Taiwan's agricultural-technological mission to the Marshall Islands has helped improve the Marshalls' techniques since 1999 in growing fruits and vegetables, and raising pigs, according to the Taiwanese ambassador to the South Pacific island nation.
Over the past five years, Taiwan has not only helped strengthen the economic status of the people of the Marshall Islands, it has also helped accelerate the modernization of its society since the two countries established formal diplomatic relations on Nov. 20, 1998, said Chen Lien-gene (
The Taiwan agro-tech mission, established in Majuro in 1999, has helped the people of the Marshalls plant vegetables and grow fruits on the island country's barren land of reclaimed coral reefs -- a task deemed impossible before the Taiwan experts arrived.

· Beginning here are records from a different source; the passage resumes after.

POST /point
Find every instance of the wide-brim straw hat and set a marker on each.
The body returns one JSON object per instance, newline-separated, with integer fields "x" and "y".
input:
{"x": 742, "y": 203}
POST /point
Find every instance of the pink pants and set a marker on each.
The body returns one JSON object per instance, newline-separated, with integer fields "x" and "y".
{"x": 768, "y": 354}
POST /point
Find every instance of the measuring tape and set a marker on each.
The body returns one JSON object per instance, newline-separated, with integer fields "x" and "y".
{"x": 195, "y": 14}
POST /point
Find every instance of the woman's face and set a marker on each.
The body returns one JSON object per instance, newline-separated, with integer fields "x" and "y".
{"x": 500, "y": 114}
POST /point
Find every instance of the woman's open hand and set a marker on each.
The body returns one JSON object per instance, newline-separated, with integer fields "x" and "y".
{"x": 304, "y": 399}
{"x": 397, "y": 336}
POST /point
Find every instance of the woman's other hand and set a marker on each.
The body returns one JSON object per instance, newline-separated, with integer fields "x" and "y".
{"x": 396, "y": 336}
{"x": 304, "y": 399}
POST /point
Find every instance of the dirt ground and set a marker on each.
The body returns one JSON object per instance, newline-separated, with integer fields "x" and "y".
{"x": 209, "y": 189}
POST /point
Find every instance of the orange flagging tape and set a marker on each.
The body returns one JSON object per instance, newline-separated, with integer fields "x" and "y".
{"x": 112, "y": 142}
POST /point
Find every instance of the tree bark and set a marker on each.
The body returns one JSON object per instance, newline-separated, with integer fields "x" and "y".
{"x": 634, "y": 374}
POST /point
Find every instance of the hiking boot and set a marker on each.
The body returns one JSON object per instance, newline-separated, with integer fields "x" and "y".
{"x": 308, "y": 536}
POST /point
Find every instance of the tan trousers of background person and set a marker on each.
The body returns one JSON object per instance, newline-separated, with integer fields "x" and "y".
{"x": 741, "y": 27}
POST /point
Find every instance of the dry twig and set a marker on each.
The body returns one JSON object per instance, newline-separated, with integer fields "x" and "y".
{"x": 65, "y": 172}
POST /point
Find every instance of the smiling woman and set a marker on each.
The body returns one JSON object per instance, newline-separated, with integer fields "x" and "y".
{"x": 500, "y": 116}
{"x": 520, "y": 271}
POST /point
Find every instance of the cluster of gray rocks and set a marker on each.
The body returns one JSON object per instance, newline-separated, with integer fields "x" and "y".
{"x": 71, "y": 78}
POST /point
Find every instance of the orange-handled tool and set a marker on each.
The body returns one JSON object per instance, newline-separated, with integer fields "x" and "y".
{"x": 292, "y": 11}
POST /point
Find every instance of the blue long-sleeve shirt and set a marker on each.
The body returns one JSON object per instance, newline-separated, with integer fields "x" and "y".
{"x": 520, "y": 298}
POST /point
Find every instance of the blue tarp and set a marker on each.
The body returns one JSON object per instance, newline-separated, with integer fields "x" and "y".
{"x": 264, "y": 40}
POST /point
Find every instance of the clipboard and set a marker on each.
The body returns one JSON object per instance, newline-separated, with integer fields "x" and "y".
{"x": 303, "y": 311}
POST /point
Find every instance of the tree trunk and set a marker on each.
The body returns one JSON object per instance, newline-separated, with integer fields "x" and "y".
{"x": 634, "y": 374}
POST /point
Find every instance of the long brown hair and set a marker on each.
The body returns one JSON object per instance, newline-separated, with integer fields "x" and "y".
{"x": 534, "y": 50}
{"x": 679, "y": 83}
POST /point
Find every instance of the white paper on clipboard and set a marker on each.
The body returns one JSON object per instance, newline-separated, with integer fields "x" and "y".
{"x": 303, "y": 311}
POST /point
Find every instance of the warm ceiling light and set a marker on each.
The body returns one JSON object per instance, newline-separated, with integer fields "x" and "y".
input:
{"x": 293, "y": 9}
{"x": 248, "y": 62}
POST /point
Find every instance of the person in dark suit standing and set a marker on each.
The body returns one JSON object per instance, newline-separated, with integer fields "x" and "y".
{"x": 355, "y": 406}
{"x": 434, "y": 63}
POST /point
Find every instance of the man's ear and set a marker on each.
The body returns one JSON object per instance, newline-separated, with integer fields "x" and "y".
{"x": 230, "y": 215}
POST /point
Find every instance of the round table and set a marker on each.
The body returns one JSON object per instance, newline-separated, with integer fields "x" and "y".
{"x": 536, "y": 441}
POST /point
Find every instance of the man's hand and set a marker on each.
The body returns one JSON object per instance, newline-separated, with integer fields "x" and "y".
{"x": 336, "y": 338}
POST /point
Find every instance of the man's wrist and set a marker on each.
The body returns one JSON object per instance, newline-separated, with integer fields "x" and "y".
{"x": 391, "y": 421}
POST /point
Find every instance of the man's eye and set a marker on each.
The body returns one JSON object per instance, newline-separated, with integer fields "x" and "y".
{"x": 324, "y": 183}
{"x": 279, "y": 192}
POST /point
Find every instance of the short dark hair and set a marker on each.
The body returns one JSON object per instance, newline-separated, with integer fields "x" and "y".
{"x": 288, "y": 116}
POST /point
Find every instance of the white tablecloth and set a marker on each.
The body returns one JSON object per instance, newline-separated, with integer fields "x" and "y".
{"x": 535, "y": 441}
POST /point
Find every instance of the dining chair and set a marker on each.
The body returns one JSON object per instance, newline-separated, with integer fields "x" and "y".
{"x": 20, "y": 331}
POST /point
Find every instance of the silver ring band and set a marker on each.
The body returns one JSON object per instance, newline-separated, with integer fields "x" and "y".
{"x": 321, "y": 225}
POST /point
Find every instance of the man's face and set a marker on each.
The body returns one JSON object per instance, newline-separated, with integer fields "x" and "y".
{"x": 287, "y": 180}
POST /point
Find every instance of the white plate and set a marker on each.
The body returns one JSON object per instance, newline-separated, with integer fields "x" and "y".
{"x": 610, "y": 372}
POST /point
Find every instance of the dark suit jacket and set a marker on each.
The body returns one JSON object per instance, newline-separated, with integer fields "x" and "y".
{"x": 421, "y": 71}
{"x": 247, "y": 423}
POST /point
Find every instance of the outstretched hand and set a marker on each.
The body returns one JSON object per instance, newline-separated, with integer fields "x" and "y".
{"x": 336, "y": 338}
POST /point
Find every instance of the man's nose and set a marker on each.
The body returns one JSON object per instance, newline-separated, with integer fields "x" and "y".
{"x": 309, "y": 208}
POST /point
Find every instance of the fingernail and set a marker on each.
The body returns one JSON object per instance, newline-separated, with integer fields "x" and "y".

According to Chen, growing vegetables and fruits locally is important for the people of the Marshalls because imported produce is extremely expensive and because the people need a good supply for health reasons.
Many people living in the Marshalls suffer life-style diseases, such as high blood pressure, diabetes and gout. The lack of sufficient quantities of fresh fruit and vegetables is a contributing factor to these ailments, Chen said.
The Taiwan agro-tech mission has also helped the Marshalls residents to raise pigs -- one of the major sources of meat for the locals and a husbandry representing wealth and luck, according to Cheng Ming-chin, director of the Taiwan agro-tech mission in the Marshall Islands.
Infant mortality rates on the Marshalls is high, said Cheng, and families have begun a tradition whereby they purchase a piglet on the day that a baby is born so that they can celebrate the infant's first birthday by feasting on the young pig.
Raising pigs, however, is not easy since they are not cheap and buying feed is expensive because all of it has to be imported.
To help the locals solve these problems, the Taiwan agro-tech mission has researched and developed a local mix for pig feed. The newly developed pig feed -- composed of 70 percent coconut meat, 20 percent vegetables and fruit waste, and 10 percent imported pig feed -- has remarkably reduced the cost of pig-raising and has benefited the consumers of meat as well as the families with newborn babies, Cheng said.
In addition to vegetables, fruits and swine, the Taiwan agro-tech mission is also planning to improve the Marshall Islands' fish-breeding skills to help the locals generate more fortune from the water, Cheng added.
Taiwan's agro-tech mission has been so visible in trying to improve the livelihood of the Marshalls people that President Kessai Note, who is serving his second term, has twice thanked the Taiwan agro-tech mission in his "state of the nation" addresses. He has said that because of their assistance, the Marshall Islands is now a better place to live and the people are richer and happier, according to Ambassador Chen.
Compared with the neighboring island nation of Kiribati, Chen said, the Marshall Islands is much richer and more diverse in terms of foods and eating habits. Before World War II, the Marshalls people relied on taro and breadfruit as their staple diet.
During World War II, the Japanese brought their rice-growing culture to the Marshall Islands and after the war, the Americans fostered at taste for meat.